Der lang erwartete Montag ist vorbei, die beiden Shows sind Vergangenheit und es wird Zeit, ein Fazit dieses Abends zu ziehen. Um diesen Artikel nicht zu umfangreich zu gestalten, betrachte ich beide Shows in separaten Artikeln. Den Anfang macht der Platzhirsch WWE Inc. mit seiner Montagssendung "RAW".

Um das Fazit vorwegzunehmen: RAW war .. belanglos.

Während die Kollegen bei TNA sich wirklich alle Mühe gaben, besondere Aufmerksamkeit auf ihr Produkt zu lenken, hatte RAW nur eine besondere Attraktion: Bret "The Hitman" Hart.

Bret Hart war über zwölf Jahre nicht Teil der regelmäßigen WWE-Shows, er schied damals im Unfrieden aus der Promotion: es wäre also alles für eine bombastische Storyline bereit gewesen. Aber daraus gemacht hat man leider nicht viel..

Der Einzug des Hitmans war einer dieser gut inszenierten Gänsehautmomente. Solche Dinge beherrscht WWE Inc. wie wohl kaum eine andere Organisation im Showgeschäft. Aber schon Harts erste Promo überzeugte mich nicht besonders. Bret Hart war in seiner ganzen Karriere ein bestenfalls überdurchschnittlicher, aber kein herausragender Redner. Ihm aber eine Rede zu schreiben, mit der Bret Hart sich nicht identifzieren kann, war sicherlich der erste Rohrkrepierer. Achtet mal in den Wiederholungen auf Bret Harts Gesicht, wenn er das erste Mal "WWE Universe" sagt. Die Geschichte vom altersmilden Hitman, der seinen ehemaligen Feinden Versöhnung bringen will, mag zwar prinzipiell die richtige Idee für einen langsamen Aufbau einer Fehde sein, paßt aber in keiner Weise zu all dem, was Bret Hart in den vergangenen zwölf Jahren in der Öffentlichkeit von sich gegeben hat. Diesen Unterschied zwischen der öffentlichen Wahrnehmung der Beteiligten und der Darstellung im "WWE Universe" merkt man als Fan, was den Erfolg der Fehde gefährden könnte.

Ähnliches könnte man über das Abschlußsegment sagen, dessen Höhepunkt ein Tritt in die Kronjuwelen des Hitmans war. Hallo? Zwölf Jahre Feindschaft in der Öffentlichkeit und dann folgt ein kleines Pläuschchen mit der absehbaren Heel-Attacke durch Vince McMahon? Das soll alles gewesen sein? Ein sehr unspektakuläres Ende der lang erwarteten Rückkehr des Hitmans.

Den Rest der Show kann man getrost vergessen.
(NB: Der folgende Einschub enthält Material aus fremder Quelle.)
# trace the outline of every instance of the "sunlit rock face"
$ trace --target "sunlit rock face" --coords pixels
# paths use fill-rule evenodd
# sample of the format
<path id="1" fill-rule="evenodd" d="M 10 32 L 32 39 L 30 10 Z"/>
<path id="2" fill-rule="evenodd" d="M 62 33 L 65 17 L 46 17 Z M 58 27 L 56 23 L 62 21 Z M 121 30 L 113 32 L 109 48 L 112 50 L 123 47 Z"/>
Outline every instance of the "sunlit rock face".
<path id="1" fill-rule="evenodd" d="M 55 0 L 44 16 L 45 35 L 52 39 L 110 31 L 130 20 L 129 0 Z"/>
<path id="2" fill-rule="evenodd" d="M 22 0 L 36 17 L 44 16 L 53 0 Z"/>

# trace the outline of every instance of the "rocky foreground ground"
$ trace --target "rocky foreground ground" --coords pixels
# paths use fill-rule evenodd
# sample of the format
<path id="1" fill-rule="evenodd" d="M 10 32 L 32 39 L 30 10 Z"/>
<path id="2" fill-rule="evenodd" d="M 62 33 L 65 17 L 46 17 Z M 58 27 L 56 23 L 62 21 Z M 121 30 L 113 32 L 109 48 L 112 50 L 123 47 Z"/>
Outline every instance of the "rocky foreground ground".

Er war nicht schlecht, er war nicht gut, sondern nur ein routiniertes Herunterspulen von Matches und Segmenten ohne besondere Bedeutung.

WWE hat sich entschieden, auf die Herausforderung von TNA nicht gesondert zu reagieren. Das mußte man ja auch nicht, schließlich ist WWE seit Jahren der unbestrittene Marktführer und konnte mit Bret Hart zumindest viel Interesse ziehen. Die Quoten von RAW sind auch sehr gut, so dass man sich nicht als Verlierer fühlen muss – trotz einer sehr durchschnittlichen Show.

Stellt man aber die Frage, ob RAW Lust auf mehr gemacht hat, kann ich für meinen Teil eine klare Antwort geben: Nein.